Ashwin spins India to victory

Ashwin spins India to victory

How often do you get to see a spinner waiting for the new ball to make an impact? With the pitch getting progressively sluggish and the batsmen managing to negotiate the slow turn, it needed the second new ball — first instance that India had to take it in this series — for R Ashwin to put an end to a rare South African resistance.

In an impressive spell of 4.5-1-16-4 in the post-tea session, man of the match Ashwin wiped off the lower order as South Africa, resuming at 32/2 in a chase of 310, folded for 185 with more than an hour’s play left on the third day of the third Test here at the VCA stadium on Friday.

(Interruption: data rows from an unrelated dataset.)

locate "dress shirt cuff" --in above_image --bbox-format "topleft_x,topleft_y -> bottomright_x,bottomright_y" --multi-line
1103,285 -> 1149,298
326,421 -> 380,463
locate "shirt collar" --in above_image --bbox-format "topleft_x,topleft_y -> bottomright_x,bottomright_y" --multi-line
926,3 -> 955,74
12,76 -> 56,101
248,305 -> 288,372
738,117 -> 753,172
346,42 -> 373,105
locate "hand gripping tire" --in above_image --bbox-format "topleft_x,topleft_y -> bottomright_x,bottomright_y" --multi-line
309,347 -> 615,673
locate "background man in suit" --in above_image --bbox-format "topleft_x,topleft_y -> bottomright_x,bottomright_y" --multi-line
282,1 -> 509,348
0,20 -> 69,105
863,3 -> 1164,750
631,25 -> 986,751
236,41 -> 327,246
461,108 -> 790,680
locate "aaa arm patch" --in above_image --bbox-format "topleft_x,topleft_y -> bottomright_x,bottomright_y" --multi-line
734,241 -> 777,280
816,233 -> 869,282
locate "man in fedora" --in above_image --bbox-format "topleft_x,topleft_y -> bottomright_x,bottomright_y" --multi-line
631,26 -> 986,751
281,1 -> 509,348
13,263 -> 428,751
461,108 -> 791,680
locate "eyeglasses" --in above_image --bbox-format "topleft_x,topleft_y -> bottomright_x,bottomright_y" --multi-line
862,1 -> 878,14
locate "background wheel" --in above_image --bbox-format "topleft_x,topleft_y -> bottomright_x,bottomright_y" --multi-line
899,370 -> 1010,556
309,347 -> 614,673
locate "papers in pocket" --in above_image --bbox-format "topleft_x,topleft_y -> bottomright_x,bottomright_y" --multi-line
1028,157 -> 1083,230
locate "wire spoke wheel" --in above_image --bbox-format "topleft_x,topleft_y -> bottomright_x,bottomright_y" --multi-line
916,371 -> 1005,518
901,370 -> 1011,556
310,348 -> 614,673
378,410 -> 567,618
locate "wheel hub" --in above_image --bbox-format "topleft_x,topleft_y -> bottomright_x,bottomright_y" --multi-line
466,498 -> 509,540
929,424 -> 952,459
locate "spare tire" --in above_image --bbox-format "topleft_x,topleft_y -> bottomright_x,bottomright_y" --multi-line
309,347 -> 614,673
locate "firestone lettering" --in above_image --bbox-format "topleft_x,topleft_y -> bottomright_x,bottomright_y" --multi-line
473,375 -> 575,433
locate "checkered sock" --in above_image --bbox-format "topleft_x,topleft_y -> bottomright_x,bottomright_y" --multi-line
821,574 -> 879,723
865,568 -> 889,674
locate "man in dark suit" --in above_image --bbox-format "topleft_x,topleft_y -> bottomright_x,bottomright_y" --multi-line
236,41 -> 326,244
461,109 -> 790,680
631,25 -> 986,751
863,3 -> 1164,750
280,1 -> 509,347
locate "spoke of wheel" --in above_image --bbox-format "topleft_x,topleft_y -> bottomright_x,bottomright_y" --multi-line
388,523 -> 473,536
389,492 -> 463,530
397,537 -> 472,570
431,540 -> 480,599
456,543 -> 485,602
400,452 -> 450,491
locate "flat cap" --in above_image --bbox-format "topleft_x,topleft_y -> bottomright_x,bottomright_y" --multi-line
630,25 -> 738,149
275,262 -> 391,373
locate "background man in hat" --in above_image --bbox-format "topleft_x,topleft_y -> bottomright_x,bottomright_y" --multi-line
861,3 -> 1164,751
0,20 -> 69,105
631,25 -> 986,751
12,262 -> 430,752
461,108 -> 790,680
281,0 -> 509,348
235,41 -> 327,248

Ashwin’s returns of 7/66 in the second innings were his best in an innings while his 12/98 for the match — he had first innings figures of 5/32 — gave him his fourth 10-wicket haul in a match. His three five-wicket hauls in the series, with still a Test to go in Delhi, have netted the off-spinner 24 wickets from five innings thus far.
Ashwin’s partner in crime, Ravindra Jadeja, endured a rare wicketless innings but leggie Amit Mishra (3/51), like he had done in Mohali, provided crucial breakthroughs to open the floodgates.

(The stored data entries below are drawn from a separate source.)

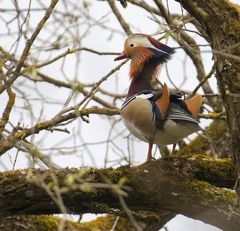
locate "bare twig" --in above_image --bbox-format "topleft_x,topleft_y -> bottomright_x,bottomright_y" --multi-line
0,86 -> 16,134
32,47 -> 119,68
150,0 -> 215,106
107,0 -> 132,36
189,64 -> 215,98
0,106 -> 120,156
0,0 -> 59,94
118,194 -> 143,231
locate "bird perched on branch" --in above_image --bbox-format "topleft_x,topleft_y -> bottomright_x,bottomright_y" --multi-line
114,33 -> 202,163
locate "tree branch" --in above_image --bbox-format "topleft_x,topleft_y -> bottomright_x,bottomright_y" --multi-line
0,106 -> 120,156
0,214 -> 142,231
0,156 -> 238,231
107,0 -> 132,36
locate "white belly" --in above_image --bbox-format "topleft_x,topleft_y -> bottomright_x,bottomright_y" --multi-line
154,119 -> 199,145
122,117 -> 199,146
121,98 -> 155,142
122,117 -> 150,142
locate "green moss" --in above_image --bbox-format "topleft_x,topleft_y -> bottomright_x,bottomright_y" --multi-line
187,180 -> 237,206
193,156 -> 235,187
100,166 -> 130,183
34,121 -> 52,132
0,215 -> 60,231
80,215 -> 135,231
33,215 -> 59,231
227,1 -> 240,13
222,1 -> 240,44
228,18 -> 240,36
0,214 -> 134,231
226,0 -> 240,15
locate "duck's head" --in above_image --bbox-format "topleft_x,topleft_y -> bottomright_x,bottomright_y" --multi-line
114,33 -> 175,78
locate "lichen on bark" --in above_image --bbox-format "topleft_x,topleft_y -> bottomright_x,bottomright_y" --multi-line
0,215 -> 135,231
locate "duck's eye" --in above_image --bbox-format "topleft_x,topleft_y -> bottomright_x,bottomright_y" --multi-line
130,43 -> 135,47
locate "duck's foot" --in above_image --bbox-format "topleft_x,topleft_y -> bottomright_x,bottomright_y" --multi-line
169,143 -> 177,156
142,156 -> 156,165
144,141 -> 153,163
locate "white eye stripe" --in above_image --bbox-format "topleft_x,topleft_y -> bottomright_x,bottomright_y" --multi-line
131,37 -> 151,48
128,36 -> 168,54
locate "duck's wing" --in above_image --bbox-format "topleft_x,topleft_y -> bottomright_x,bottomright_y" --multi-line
150,90 -> 201,125
166,102 -> 199,124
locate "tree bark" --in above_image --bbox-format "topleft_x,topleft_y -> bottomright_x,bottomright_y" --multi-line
0,156 -> 239,231
175,0 -> 240,204
0,215 -> 137,231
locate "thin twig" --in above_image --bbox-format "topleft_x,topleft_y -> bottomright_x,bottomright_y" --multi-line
0,106 -> 120,156
189,64 -> 215,98
199,112 -> 225,120
0,0 -> 59,94
107,0 -> 132,36
0,87 -> 16,134
32,47 -> 119,68
118,194 -> 143,231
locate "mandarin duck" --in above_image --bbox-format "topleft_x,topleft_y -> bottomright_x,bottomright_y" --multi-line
115,34 -> 202,163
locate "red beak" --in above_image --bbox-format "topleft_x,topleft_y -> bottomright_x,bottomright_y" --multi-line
114,51 -> 128,61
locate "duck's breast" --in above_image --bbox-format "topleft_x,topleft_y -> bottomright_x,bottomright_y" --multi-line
120,97 -> 155,142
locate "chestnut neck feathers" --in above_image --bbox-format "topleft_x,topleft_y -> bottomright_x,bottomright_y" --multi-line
127,57 -> 161,98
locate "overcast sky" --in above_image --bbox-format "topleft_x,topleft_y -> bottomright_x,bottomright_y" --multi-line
0,1 -> 238,230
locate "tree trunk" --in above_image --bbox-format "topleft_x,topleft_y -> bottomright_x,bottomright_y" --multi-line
175,0 -> 240,203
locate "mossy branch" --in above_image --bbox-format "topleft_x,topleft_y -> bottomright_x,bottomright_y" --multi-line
0,215 -> 136,231
0,156 -> 239,231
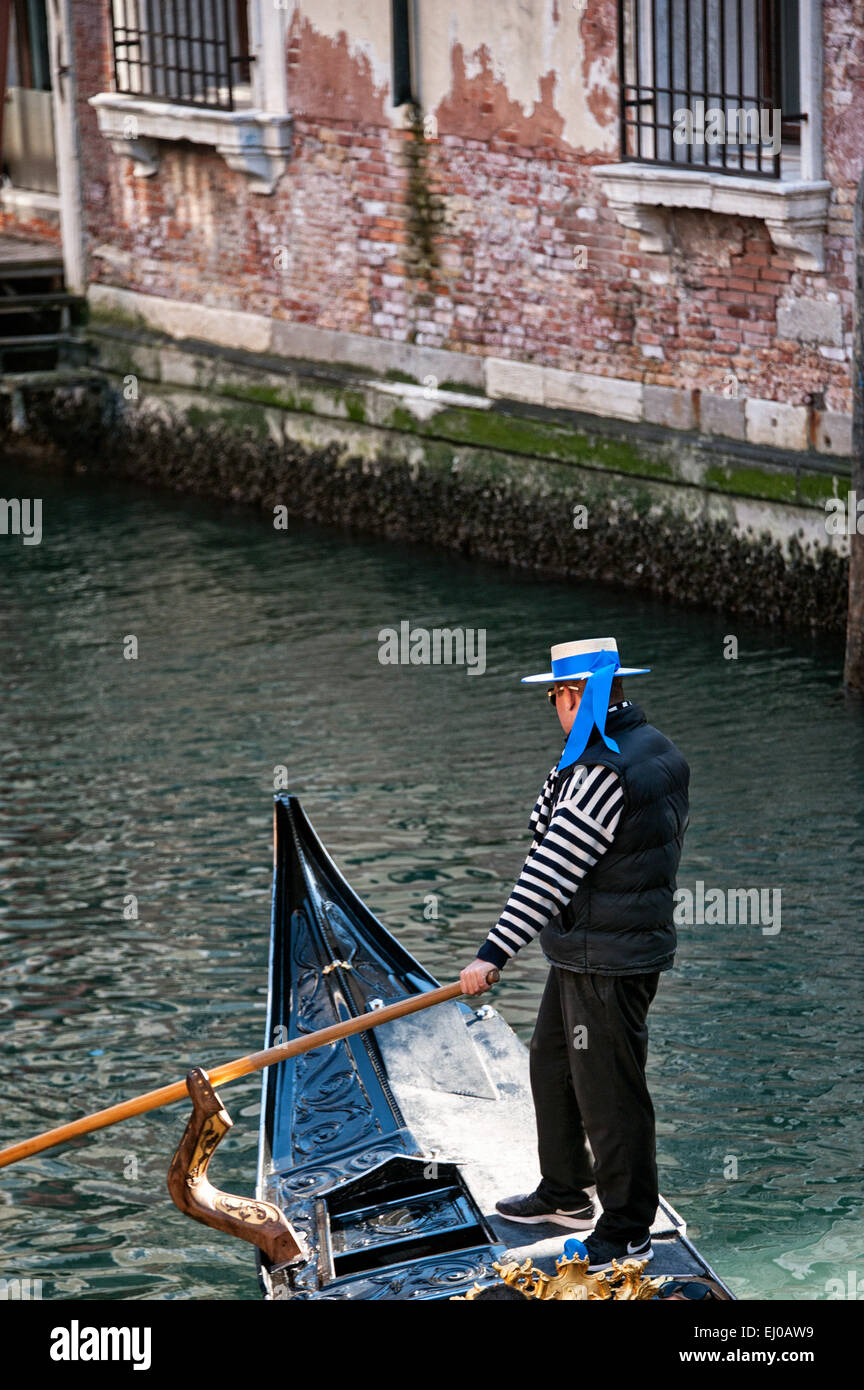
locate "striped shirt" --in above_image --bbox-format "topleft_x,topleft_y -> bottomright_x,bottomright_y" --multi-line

While the 124-run win handed India an unassailable 2-0 lead, it ended South Africa’s unbeaten run in a series for nine years on the road. This is also the first home Test series win for skipper Virat Kohli and the second in a row after a 2-1 triumph in Sri Lanka.

Going into the third day, it was a matter of when rather than if. Having crashed to 79 in the first innings, South Africa weren’t expected to present much of a fight on a wicket where batting wasn’t the easiest of jobs. Their travails in relatively better conditions at Mohali and Bengaluru didn’t offer much hope either. And when opener Dean Elgar and AB de Villiers departed in the space six overs in the opening session, not many would have given South Africa a chance to last till the lunch. Amla (39, 219m, 167b, 2x4) and Faf du Plessis (39, 185m, 152b, 3x4, 1x6), however, frustrated the Indian bowlers.

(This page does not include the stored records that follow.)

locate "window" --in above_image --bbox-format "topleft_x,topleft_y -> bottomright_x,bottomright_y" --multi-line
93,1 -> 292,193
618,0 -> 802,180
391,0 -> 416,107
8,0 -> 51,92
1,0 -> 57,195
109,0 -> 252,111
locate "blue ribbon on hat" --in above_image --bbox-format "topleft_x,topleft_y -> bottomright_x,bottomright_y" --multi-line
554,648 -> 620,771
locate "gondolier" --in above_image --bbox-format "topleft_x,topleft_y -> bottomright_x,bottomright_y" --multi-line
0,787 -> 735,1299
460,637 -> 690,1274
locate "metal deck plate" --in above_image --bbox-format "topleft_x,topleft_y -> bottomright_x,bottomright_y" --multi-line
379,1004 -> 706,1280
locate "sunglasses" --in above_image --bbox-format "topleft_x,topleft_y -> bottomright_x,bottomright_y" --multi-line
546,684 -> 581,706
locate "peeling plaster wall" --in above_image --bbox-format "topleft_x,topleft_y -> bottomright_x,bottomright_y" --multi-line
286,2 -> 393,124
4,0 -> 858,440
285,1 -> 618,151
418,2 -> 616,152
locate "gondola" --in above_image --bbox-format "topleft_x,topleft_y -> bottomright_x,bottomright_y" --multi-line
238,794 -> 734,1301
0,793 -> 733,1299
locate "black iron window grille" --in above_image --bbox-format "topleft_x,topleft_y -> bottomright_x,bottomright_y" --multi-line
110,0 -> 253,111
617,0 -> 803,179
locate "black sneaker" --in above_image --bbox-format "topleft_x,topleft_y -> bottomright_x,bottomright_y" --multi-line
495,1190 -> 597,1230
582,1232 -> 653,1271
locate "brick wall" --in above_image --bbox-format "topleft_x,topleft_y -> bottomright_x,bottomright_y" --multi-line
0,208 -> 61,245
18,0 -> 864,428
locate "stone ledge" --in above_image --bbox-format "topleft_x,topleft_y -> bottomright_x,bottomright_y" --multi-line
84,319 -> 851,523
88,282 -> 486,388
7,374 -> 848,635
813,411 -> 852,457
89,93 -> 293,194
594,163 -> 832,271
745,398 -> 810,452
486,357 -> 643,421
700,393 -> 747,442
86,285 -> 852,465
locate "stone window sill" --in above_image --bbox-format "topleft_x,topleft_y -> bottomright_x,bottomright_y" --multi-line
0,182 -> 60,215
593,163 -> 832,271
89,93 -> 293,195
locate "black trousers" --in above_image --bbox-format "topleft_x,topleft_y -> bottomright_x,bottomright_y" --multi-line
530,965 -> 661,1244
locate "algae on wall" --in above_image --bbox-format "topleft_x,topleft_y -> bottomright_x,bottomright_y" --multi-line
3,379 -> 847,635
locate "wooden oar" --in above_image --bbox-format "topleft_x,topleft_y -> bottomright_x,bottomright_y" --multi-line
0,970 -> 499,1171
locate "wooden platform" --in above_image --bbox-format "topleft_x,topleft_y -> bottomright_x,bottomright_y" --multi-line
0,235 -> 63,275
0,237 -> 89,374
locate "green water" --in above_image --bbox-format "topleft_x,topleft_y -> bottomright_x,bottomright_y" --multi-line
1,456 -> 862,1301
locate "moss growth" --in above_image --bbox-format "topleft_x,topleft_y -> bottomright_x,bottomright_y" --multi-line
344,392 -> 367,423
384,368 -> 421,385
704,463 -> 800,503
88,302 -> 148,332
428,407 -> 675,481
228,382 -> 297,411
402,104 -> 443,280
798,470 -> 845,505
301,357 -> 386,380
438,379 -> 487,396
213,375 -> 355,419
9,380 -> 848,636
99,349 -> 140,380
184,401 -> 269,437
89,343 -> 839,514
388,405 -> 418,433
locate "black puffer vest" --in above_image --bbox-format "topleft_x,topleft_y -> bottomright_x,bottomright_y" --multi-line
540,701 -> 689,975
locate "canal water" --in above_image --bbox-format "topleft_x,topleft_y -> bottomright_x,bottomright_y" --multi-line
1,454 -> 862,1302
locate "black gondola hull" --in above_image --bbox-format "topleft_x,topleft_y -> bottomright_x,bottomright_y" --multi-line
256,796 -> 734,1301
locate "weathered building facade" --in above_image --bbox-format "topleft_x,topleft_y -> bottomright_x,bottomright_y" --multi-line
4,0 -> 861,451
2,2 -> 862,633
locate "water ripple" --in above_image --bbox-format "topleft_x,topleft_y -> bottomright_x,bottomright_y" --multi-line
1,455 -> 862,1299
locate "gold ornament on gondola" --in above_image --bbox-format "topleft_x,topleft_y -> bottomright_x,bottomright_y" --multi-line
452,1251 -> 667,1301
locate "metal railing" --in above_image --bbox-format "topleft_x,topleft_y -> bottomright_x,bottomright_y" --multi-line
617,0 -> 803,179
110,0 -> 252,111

While the two, who haven’t been amongst runs this series, showed a determination unseen in the previous four innings, the rub of the green too went their way. Edges fell short of fielders and difficult chances weren’t converted. Their effort also highlighted the fact that if the batsmen put their heads down and played the ball on its merit, survival on this surface wasn’t impossible. The 89.5 overs that South Africa played out here were the highest that any team has managed in a completed innings of this series while the 344 minutes that the visitors lasted are the longest by either team.

Between them, Amla and du Plessis raised 72 runs, the second highest partnership for them in five innings, but more importantly they consumed 173 minutes and 281 balls.

As India’s patience began to wear thin, though it was only the third day of the match, Mishra came up with a gem of delivery to end Amla’s vigil in the middle. Mishra drifted one on the off and got it to shape away from Amla whose forward defensive push resulted in an edge to Kohli at close-in field.

In the next over, Mishra cleaned up a pulling du Plessis who couldn’t get to a ball that almost rolled along the carpet. With both set batsmen gone in the space of 11 balls, India looked primed to perform last rites as they broke for tea.

JP Duminy and Dane Vilas battled along for nearly 10 overs before the new ball did them in. Ashwin dismissed both of them in the same over while Kagiso Rabada and Morne Morkel were easy meats for a bowler at the peak of his bowling prowess.